The small town of Marion is divided over the Albers' clutter. He has a salvage license and fixes vehicles.  Many in town call the cars and parts "junk", but he calls it his treasure and livelihood.

"I'm just trying to earn a living. Now they say they're gonna take my property because they consider it junk and a nuisance. But I can take a $200 car part out and make a living on that," says Albers.

Albers says this dispute started ten years ago. He says he has been following the law, since he started keeping his stuff behind a six-foot tin fence.

Marion's mayor Gene Rodes told Valley News Live Albers is violating a city ordinance regarding safety. Rodes adds, just because it's behind a fence, doesn't make it any less of a nuisance, and the stuff must go.

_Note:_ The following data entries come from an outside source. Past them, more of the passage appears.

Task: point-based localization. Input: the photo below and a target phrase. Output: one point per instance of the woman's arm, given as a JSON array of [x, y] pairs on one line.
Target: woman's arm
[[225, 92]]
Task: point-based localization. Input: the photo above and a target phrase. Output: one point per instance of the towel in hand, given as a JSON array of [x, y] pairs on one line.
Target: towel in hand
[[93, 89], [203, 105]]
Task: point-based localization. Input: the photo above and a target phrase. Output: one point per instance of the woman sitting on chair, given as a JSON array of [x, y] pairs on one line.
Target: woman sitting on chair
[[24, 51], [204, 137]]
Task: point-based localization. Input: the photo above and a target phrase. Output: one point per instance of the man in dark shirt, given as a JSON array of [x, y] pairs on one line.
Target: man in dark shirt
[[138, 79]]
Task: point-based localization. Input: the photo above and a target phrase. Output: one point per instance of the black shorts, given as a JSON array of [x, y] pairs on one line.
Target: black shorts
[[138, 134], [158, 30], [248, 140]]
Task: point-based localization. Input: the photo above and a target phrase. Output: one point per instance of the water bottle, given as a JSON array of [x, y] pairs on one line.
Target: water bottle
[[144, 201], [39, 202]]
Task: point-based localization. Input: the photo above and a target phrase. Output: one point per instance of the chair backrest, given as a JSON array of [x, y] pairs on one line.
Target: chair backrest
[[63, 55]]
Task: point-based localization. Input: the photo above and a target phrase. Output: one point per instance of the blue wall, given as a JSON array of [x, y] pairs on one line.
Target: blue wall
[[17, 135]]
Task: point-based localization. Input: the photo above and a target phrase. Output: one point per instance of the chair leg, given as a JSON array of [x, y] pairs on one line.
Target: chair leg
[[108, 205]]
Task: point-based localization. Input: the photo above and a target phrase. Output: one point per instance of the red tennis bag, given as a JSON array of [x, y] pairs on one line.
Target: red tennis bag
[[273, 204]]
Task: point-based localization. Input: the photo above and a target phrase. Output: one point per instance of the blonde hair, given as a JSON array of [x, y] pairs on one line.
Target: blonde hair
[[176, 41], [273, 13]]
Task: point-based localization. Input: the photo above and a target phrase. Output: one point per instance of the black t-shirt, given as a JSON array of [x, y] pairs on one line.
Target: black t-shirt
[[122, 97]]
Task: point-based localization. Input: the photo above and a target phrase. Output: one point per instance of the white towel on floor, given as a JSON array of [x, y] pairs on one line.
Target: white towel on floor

"Were just going from what the patrons on the town are saying. They would like to have the town cleaned up. Me, myself, I got things I'll be cleaning up, but the biggest problems we had were the vehicles we had in the road for snow removal and safety," says Marion City Council President Brad Rodine.  

The city council and mayor say they are not trying to single Larry out, but have been advised by their attorney to take care of one lot at a time.

"There are gonna be others that have to do the same thing. We're not just pointing fingers at one person," says Rodine.  

Rodine says the town is not going to take all of Albers' vehicles, just the inoperable ones. Albers says he is trying  to do what he can, and if it's behind a fence, it should not be a problem.

"With a closed fence, the only way to get in is with a six foot ladder or cutting the lock," says Albers.

Marion's mayor adds that the town does not have the money to fight this in court. He says the city has already spent about $10,000 in citizen donations on legal fees. Citizens who we talked to say they are mainly concerned because Albers property is devaluing their home.